Adapt Your Strategy to Higher Interest Rates: Unlocking Economic Profit for Long-Term Growth

Gentry & Stone Adapt Your Strategy to Higher Interest Rates

The current economic environment demands that business leaders rethink their strategy in light of rising interest rates and a normalized cost of capital. While last year’s unexpected rate hikes left many executives and investors scrambling, today’s levels—although higher than the ultra-low rates of the past decade—offer an opportunity to recalibrate your strategy and harness the power of economic profit.

Understanding the New Economic Landscape

Businesses are no strangers to fluctuating capital costs, but the recent surge in interest rates has brought these challenges into sharp focus. When we surveyed over 3,100 executives, interest rates and inflation emerged as the top disruptors, outranking concerns like politics, regulation, AI, and even climate change. The reality is that while the cost of capital has returned to what many consider normal levels, these costs are now an integral factor in every decision from budgeting to long-term strategic planning.

Rather than viewing higher interest rates as an obstacle, forward-thinking companies see them as a catalyst for disciplined financial management. With capital costs at normal levels, there’s a renewed imperative to ensure that every dollar invested generates a return that exceeds not only operating expenses but also the cost of capital itself. This is where the concept of economic profit (EP) becomes critical—EP is defined as the revenue generated minus operating and administrative expenses, further reduced by the cost of the capital required to produce that revenue. By adopting an economic profit mindset, companies can pinpoint where value is truly being created and where capital is being squandered.

Integrating the Cost of Capital into Your Strategy

Incorporating the cost of capital into strategic decision-making isn’t just prudent—it’s transformative. Companies that integrate this discipline have a distinct advantage. With a focus on economic profit, businesses can reallocate resources to high-return projects and avoid investments that may appear profitable on the income statement but fail to cover the true cost of capital. For instance, rigorous analysis often reveals that in large corporations, less than 40% of the capital employed generates more than 100% of shareholder value, while 25-35% actually destroys value. This level of granular insight into capital efficiency is the key to unlocking superior returns.

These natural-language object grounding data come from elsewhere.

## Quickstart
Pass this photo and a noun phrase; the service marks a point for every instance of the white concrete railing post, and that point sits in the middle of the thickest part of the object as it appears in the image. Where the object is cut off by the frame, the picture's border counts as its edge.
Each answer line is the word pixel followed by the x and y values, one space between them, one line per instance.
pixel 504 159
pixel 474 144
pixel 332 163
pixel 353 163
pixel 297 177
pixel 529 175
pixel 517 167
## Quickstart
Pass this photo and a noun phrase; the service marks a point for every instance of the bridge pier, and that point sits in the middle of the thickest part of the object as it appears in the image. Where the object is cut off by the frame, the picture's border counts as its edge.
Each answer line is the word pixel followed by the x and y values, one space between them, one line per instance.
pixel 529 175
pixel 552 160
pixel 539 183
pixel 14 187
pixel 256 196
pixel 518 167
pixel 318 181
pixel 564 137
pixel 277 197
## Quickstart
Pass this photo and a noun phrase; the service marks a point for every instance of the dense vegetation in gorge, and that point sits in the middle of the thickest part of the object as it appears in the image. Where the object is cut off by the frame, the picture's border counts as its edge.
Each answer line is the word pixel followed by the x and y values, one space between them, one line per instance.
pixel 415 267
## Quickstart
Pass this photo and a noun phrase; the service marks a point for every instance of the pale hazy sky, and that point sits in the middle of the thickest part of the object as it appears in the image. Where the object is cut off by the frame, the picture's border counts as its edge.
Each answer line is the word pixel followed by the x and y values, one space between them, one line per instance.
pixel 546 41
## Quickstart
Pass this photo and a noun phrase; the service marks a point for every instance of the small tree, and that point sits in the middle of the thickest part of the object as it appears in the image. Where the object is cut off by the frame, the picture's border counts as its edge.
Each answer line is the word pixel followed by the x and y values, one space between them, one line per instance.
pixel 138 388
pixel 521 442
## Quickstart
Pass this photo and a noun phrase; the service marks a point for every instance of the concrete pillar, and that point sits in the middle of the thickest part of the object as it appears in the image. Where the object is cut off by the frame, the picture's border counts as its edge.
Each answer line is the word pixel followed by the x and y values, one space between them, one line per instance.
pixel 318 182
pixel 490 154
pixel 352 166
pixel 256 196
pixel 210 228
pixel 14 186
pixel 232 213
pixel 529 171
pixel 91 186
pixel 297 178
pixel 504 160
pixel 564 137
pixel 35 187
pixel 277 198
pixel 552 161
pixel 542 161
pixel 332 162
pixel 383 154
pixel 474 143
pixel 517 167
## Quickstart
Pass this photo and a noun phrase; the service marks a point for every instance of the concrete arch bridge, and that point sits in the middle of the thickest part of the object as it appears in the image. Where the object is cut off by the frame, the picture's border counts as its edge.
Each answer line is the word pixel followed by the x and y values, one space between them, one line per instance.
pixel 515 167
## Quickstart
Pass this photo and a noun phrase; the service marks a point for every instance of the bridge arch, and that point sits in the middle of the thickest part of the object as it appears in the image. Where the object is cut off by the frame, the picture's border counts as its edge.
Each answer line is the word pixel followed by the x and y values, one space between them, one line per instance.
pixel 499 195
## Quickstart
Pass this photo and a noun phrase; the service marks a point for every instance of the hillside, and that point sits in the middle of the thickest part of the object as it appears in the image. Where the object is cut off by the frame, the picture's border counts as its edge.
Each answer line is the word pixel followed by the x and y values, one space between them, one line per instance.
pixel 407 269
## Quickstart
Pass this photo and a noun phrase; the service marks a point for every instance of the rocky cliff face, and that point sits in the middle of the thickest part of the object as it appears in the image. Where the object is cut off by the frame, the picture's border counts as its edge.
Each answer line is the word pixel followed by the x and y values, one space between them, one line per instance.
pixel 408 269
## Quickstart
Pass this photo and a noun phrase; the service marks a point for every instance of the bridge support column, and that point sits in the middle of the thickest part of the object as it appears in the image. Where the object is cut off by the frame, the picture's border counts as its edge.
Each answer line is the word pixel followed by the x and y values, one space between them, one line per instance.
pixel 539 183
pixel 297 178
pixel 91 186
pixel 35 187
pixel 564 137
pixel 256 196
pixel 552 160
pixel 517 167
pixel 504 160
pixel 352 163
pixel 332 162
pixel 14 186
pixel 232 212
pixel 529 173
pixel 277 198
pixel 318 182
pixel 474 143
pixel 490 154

To put it simply, if your company earns a 15% return on equity, pays 3% to shareholders, and reinvests 12%, you can compound that growth over just six years to generate more equity than initially existed. This reinvestment advantage—the ability to invest more productively than competitors—becomes a powerful driver for long-term success. Companies that have embraced this approach have delivered shareholder returns that exceed industry peer averages by more than 50%.

Adopting such a strategy means transforming your business planning process. Instead of relying solely on traditional income-statement forecasting, you must measure economic profit at every level—by product, customer, channel, and business unit. This approach not only helps in better allocation of capital but also serves as a strategic guide, indicating which areas of the business offer the greatest potential for margin improvement and sustainable growth.

Driving Long-Term Growth with Economic Profit

The benefits of integrating cost of capital into your strategy extend far beyond simple budgeting adjustments. When companies consistently manage economic profit, they gain a competitive edge that cascades throughout the organization. By clearly identifying where profit is created—and where capital costs outweigh earnings—executives can direct investments to areas that yield the highest returns, while cutting back on initiatives that drain resources.

For example, a major brewer’s analysis revealed that the bulk of its economic profit growth was concentrated in just a few key channels and product lines. Armed with that insight, managers were able to redirect commercial efforts and investment toward those high-impact areas, outspending competitors in markets that truly mattered. This strategic reallocation not only boosts immediate profitability but also sets the stage for sustainable, long-term growth.

Moreover, a refined focus on economic profit encourages smarter growth strategies during acquisitions and capital budgeting decisions. When evaluating potential mergers, companies can use economic profit as a critical metric to determine if an acquisition will create value or simply add to the cost of capital burden. Similarly, by aligning compensation and incentives with economic profit targets, organizations ensure that every management decision is made with an eye toward maximizing shareholder value.

In conclusion, adapting your strategy to higher interest rates is not about retreating in the face of increased capital costs—it’s about harnessing those costs to drive a more disciplined, strategic approach to business. By integrating the cost of capital into every facet of your planning and operations, you can unlock significant competitive advantages and ensure that every investment contributes to long-term growth and sustainable profitability.